The Mudcat Café TM
Thread #5651   Message #864995
Posted By: Joe Offer
12-Jan-03 - 02:37 AM
Thread Name: Origin: When You and I were Young Maggie
Subject: ADD: Maggie's Answer
I found the lyrics at this site: http://www.pdmusic.org/1800s/68ma.txt
So I didn't have to do the transcription. I compared it with the 1868 sheet music in the Levy Sheet Music Collection, and made a few corrections.
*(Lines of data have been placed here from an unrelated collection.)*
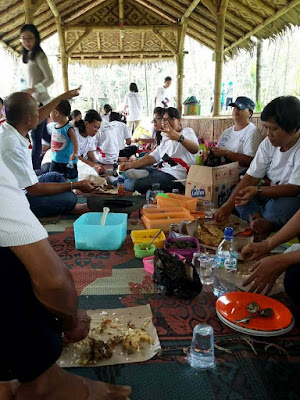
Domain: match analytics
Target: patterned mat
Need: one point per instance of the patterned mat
(247, 368)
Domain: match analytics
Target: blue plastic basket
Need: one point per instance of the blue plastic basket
(90, 235)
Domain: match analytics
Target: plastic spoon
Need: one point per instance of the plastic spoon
(158, 233)
(106, 210)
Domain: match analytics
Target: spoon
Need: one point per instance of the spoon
(106, 210)
(265, 313)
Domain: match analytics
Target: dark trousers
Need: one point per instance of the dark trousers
(30, 335)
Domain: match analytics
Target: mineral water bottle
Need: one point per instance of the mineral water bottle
(226, 265)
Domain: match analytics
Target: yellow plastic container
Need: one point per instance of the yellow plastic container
(177, 200)
(146, 235)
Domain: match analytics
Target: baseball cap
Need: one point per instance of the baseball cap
(243, 103)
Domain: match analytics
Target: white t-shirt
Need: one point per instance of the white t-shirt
(175, 150)
(15, 152)
(134, 102)
(18, 225)
(85, 144)
(164, 95)
(281, 168)
(245, 141)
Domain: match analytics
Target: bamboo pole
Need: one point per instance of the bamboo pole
(77, 43)
(219, 56)
(62, 44)
(165, 41)
(258, 70)
(267, 22)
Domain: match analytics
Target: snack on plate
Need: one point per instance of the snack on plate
(209, 234)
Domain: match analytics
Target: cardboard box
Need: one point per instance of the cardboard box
(212, 183)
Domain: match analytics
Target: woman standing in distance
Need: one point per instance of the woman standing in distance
(39, 77)
(133, 107)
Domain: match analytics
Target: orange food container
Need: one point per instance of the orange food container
(177, 200)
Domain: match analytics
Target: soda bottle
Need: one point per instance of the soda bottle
(226, 264)
(120, 185)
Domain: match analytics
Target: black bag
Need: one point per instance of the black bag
(174, 276)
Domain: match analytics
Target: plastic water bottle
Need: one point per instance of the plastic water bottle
(226, 265)
(121, 186)
(202, 349)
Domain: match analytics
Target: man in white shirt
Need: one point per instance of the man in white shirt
(164, 95)
(39, 303)
(50, 193)
(173, 157)
(278, 158)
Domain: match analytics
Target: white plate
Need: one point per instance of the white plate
(254, 332)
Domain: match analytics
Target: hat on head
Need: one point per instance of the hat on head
(243, 103)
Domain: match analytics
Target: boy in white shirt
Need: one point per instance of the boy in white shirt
(278, 157)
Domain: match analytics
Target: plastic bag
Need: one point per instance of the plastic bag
(175, 276)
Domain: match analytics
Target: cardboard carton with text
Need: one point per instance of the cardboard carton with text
(212, 183)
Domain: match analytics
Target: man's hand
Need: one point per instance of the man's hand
(253, 251)
(220, 151)
(81, 330)
(125, 166)
(264, 274)
(222, 214)
(245, 195)
(85, 186)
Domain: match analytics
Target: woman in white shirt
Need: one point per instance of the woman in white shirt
(133, 107)
(172, 158)
(39, 77)
(278, 158)
(240, 142)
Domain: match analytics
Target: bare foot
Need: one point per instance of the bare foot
(80, 209)
(58, 384)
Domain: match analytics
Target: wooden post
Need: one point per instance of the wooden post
(62, 44)
(219, 55)
(258, 70)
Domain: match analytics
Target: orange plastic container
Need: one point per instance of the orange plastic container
(177, 200)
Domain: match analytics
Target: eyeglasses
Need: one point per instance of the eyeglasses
(167, 119)
(28, 40)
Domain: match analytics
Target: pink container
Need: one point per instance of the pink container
(149, 263)
(187, 253)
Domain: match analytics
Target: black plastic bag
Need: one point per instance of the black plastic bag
(174, 276)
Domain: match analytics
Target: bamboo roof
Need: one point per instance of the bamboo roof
(101, 30)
Inscribed to Miss Kittie J. Putnam
"Maggie's Answer" (1868)
A Response to
"When You and I Were Young"
Song and Chorus
Composed by
James Austin Butterfield (1837-1891)

1.
I know dearest Ralph you are aged and gray,
Your steps are now feeble and slow,
Your once noble form is now bent by the storm,
All must weather while waiting below,
The merry creek's bed you say now is dry,
And silent the creaking old mill.
But "songs without words" are still sung by the birds,
Tho' the green grove is gone from the hill.

CHORUS
Yet Ralph, dearest Ralph, with our hearts strong and true,
Still faithful and trusting and fond;
We'll sing the same songs we sang in days gone,
Till were (sic) called to the bright world beyond.

2.
'Tis true dearest Ralph in that city of stone,
Lie many dear friends that we love,
The casket once fair, is now moldering there,
But the jewel is soaring above,
The young and the gay and the best are all there.
Our own darling's gone with the rest,
It cannot be long e'er we to join the throng,
Moving on to the land of the blest.

(CHORUS)

3.
Although dearest Ralph we are feeble and old,
Still our love time nor age cannot change,
Thro' the journey of life 'mid the toil and the strife,
Naught between us e'er came to estrange,
We feel that this earth life is fading away,
But we know there's a better to come
In that bright world above in its sunlight of love,
Then again you and I will be young.

(CHORUS)

Note: the second word in the last line of the chorus is probably supposed to be we're - but I transcribed exactly what was printed.